Abuse in any form takes hard work and dedication to overcome. I am stronger, I am a different person and I am the person I am because of what I have been through. Coming out of the abusive relationship, I had no idea who I was. I was broken, confused and just lost. I dedicated my time to writing and coming to terms with what I had been through. It is very difficult, but at the end of the day I would not go back and change what I have been through. It made me who I am today, it made me stronger, it taught me a lot and most of all it gave me the opportunity to help others who have been through it. If I can make a difference in one life then I am blessed.
I feel very strongly about abuse, it is everywhere. When I talk to people, I can’t believe how common it is. I wish I could just wipe all abuse off of the earth, but alas all I can do is help in my own small way.
Abuse tends to come back to bite when you least expect it. When you know that you have moved on and are stronger and healed. A very special friend of mine received a phone call recently from a family member of her ex’s new girlfriend, complaining about the way she is being treated. She was concerned for her family member and wanted to find out more about the man she is dating who is my friend’s ex. Without going into too much detail, my friend was left absolutely devastated. All of the pain and emotions came flooding back. I have been here on more than one occasion, one in particular my ex called me to tell me that he had beaten his girlfriend at the time and I cried on the phone and I said he should have learnt through losing me. I could not understand why the abuse was carrying on with his next girlfriend. The truth is it still is although the wonderful lady he called me about has moved on and has a beautiful life with a beautiful daughter. My point here is that like all bad experiences they sometimes haunt you with the smallest thing triggering a flood of emotions, pain and memories. So, no matter how far you have gotten at times you get stung by the memories of hell.

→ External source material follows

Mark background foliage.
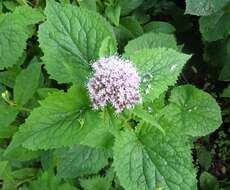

I spoke to my friend and I explained that her reaction was normal and that she has come so far, I am super proud of my gorgeous friend. She is a strong, beautiful, intelligent lady and she is going to go much further than she ever imagined.
Having once been a victim of abuse means that no matter how much I have healed every now and then something comes along to take me back to the pain. I can be brought suddenly down to my knees, with an agonizing thump, with the smallest reminder. A reminder that puts me back in the situation that caused all of the damage to begin with. Having said that, I am no longer a victim but a survivor, I am the victor of my circumstances and I am going make a difference.
The most valuable advice that I can give is if you are covering up for things in a relationship, lying and pretending everything is okay then there is a problem. I built up a wall of lies when I was in an abusive relationship. No one knew I was abused. I kept on making excuses and pretending. THIS IS THE BIGGEST WARNING SIGN, A RED LIGHT. Being abused is embarrassing, I didn’t want to tell people. I didn’t want them to know. And most of all I didn’t not want to talk about it, it made it even more real. When I started talking, I started healing and in healing I got to know me for me and I got to love the incredible woman that I am.
The road has not been smooth, at one point I had been in another abusive situation and when I was given help and guidance by professionals, they immediately picked up that I identified with abuse. I so easily accepted abuse almost as the norm. I am an intelligent woman but having been groomed in abuse at such a young age, I was exactly that, groomed in abuse.
I know the signs, I am a strong woman and through experience I have gained strength, character, wisdom, courage and even forgiveness. I am the master of my own destiny and I will not allow abuse into my life.
Hold your head up high, know your worth, stand your ground and most of all ask for help. Asking for help is not a sign of weakness but a sign of strength.